But Mr Goodacre warned that it was a difficult situation for small retailers, many of whom will be reliant on Royal Mail to make deliveries.

He said retailers would have been hoping to maximise sales at Christmas time, and the strikes could make that harder.

“They will do their best but it’s a challenge they could do without.”

Meanwhile, the Booksellers Association said the “uncertainty” around parcel delivery dates was likely to push people into shops to get their Christmas gifts.

“This could have the positive consequence of creating more traffic on High Streets and more footfall for bricks-and-mortar retailers,” said Meryl Halls, managing director of the group.

“If the silver lining from the very challenging situation around Royal Mail strikes does help produce busy local High Streets this Christmas, many bookshops will be pleased to welcome the increased traffic.”

Strikes calendar showing which workers are walking out when

However, not all retailers are being affected by the strike.

Earlier this month, electrical goods chain Currys said it had stopped using Royal Mail for parcel deliveries due to the walkouts.
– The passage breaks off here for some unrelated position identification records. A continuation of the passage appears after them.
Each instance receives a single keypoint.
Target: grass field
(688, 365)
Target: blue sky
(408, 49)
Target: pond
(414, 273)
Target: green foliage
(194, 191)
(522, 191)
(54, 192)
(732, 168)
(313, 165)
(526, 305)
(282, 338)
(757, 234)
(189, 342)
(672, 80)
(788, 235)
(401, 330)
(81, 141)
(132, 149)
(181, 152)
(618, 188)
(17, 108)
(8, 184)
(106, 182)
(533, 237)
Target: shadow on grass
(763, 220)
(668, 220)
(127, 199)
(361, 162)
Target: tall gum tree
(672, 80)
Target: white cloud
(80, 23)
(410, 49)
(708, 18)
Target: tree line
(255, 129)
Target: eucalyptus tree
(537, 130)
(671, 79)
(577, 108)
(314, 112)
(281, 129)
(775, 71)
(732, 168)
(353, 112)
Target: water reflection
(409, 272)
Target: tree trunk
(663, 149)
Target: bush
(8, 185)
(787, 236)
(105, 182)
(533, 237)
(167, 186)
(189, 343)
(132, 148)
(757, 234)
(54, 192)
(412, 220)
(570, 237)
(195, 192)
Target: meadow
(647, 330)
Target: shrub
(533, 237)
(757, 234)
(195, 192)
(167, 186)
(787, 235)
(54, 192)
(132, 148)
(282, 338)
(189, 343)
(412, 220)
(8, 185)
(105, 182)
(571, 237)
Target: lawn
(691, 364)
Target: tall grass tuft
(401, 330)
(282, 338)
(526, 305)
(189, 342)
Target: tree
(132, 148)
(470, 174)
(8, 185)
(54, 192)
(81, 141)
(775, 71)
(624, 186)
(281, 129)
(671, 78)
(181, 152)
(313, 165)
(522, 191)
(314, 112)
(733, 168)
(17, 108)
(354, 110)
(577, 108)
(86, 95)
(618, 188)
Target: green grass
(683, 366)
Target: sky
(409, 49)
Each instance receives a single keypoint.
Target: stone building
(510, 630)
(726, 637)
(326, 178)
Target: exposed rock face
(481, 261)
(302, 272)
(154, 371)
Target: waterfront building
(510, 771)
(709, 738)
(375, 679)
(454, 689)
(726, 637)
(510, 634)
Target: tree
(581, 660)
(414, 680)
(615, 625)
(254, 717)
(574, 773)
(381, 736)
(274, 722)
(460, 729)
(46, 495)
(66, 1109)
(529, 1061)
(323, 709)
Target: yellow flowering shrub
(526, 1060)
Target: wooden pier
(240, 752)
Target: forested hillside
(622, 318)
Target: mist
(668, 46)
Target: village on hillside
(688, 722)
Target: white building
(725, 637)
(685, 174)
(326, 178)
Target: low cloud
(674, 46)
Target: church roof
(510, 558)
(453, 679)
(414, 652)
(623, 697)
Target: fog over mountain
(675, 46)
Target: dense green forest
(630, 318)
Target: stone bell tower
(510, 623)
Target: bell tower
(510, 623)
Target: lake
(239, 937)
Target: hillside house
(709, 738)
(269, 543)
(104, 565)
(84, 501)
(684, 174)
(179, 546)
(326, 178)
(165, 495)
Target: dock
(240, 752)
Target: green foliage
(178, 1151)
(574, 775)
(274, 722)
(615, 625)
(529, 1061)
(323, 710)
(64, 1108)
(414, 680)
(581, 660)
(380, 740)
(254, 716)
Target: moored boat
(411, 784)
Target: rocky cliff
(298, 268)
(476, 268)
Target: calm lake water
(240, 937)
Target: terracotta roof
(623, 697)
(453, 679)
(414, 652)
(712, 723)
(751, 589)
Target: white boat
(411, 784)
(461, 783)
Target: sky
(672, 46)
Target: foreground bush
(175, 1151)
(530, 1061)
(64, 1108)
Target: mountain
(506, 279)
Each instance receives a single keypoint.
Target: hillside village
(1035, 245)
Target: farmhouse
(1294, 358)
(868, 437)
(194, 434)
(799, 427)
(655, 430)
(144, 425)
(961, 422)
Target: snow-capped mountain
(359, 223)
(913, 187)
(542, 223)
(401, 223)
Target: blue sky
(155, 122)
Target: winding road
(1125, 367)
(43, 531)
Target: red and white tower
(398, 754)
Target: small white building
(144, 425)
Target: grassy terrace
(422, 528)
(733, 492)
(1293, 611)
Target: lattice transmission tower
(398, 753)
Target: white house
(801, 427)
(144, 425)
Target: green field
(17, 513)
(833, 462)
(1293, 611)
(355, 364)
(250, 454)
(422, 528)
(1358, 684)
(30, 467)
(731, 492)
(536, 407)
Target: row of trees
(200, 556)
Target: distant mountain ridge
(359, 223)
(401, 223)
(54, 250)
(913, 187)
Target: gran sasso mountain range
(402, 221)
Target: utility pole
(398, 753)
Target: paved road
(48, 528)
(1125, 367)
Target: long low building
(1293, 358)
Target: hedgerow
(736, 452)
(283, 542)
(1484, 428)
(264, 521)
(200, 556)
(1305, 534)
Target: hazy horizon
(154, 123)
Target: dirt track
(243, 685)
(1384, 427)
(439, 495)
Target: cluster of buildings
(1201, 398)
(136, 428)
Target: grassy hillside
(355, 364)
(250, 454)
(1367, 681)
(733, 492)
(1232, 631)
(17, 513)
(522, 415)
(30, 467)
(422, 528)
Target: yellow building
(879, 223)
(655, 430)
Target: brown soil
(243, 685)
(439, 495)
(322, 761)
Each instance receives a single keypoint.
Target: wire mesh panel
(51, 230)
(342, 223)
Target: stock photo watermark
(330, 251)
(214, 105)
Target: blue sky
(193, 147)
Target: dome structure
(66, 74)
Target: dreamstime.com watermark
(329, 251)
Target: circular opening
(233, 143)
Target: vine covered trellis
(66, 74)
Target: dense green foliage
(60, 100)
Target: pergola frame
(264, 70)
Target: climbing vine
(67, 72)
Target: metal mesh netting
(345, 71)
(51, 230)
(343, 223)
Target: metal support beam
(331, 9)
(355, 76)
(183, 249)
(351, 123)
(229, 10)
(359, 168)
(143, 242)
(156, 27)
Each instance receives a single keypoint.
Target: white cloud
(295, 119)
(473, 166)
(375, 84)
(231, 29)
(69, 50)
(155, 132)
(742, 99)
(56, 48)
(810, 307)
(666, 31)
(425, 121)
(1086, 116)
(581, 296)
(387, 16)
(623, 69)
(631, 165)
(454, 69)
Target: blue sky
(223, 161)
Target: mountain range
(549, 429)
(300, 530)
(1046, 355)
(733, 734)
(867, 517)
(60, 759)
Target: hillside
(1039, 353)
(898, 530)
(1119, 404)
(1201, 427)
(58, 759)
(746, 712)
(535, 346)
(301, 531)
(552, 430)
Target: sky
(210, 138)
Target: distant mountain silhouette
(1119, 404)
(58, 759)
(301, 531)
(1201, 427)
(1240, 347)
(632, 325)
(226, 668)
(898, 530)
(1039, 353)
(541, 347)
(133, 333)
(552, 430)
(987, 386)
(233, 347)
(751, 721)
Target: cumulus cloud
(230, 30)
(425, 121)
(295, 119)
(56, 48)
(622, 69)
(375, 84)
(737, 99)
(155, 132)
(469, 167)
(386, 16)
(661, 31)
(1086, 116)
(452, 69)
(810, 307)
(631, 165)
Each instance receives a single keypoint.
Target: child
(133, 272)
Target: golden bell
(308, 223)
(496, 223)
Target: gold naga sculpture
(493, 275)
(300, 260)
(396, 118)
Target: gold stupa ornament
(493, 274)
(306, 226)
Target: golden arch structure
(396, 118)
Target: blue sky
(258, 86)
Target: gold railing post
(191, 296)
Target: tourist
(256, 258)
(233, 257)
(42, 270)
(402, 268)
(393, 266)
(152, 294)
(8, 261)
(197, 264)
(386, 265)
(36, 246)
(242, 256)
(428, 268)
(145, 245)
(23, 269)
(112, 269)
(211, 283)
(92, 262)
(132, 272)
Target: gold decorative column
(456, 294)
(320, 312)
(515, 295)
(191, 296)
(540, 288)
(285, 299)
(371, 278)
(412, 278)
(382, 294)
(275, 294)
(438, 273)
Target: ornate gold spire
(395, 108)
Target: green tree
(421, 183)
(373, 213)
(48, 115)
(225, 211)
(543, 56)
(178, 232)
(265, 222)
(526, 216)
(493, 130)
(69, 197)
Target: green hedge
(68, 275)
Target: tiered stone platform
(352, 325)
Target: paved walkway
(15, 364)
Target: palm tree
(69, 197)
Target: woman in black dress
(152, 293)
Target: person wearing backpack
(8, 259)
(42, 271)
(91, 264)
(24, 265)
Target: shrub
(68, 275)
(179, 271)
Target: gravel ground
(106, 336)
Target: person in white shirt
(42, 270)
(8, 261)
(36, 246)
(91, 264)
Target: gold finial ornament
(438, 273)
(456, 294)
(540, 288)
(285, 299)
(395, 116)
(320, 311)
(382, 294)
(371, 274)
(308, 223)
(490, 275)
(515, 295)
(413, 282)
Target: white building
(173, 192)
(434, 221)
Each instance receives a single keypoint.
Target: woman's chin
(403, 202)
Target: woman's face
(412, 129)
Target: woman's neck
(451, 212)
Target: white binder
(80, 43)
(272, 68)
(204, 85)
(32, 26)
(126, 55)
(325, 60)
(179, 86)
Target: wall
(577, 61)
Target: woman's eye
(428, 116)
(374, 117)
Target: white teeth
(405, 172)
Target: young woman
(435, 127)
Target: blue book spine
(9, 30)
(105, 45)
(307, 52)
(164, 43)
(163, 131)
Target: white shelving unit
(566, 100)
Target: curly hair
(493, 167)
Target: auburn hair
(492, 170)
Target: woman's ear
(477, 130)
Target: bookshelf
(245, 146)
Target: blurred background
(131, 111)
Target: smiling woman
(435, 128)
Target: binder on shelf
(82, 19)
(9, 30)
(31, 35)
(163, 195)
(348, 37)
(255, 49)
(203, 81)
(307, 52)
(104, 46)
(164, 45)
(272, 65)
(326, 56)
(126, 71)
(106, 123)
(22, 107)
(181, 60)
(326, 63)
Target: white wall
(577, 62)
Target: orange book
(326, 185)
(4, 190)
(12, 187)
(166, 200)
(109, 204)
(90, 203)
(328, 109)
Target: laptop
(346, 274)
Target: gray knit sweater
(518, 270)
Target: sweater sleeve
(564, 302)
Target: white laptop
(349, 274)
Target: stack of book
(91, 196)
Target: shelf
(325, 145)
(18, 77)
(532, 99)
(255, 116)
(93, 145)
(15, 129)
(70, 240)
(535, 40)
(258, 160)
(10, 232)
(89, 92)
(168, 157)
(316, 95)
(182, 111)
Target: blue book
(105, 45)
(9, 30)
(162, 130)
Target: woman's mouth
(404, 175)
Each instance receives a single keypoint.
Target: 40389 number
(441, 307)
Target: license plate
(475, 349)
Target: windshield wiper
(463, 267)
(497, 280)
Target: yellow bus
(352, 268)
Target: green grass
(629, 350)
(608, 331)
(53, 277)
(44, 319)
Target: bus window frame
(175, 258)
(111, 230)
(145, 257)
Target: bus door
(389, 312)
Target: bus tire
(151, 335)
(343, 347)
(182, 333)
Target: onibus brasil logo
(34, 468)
On Thursday, Currys chief executive Alex Baldock told the BBC’s Today programme that its “supply chain is in good shape” and customers could continue to order online from the company.

The postal worker walkouts coincide with the busiest time of year for Royal Mail when people and businesses are sending Christmas cards and presents.

Some parcel companies claim the walkouts are having a knock-on effect, and forcing them to delay next-day deliveries as people and firms seek alternative ways to send their post.

As well as holding strikes this week, 115,000 Royal Mail workers from the Communication Workers Union (CWU) will also take industrial action on 23 December and Christmas Eve.

The dispute has been going on since the summer and like all the industrial action across rail, the NHS, teachers, border staff and driving examiners, pay is a key issue.

Many workers are seeking wage rises as the cost of living soars. The rate at which prices are rising, known as inflation, is running at nearly 11%, which remains close to a 40-year high.

A spokesman for Royal Mail said the company had made a “best and final pay offer worth up to 9% over 18 months”.

“Instead of working with us to agree on changes required to fund that offer and get pay into our posties’ pockets, the CWU has announced plans to ballot in the New Year for further strike action.”

But a spokesman for the CWU said that Royal Mail had offered workers a 3% pay rise this year, 3% next year, and an additional 2% if employees agree to “the absolute destruction” of terms and conditions.

The union has said the strikes are partly about the “Uberisation” of the postal service, including “widespread changes… introducing Uber-style owner-drivers, mail centre closures and changes to Sunday working”.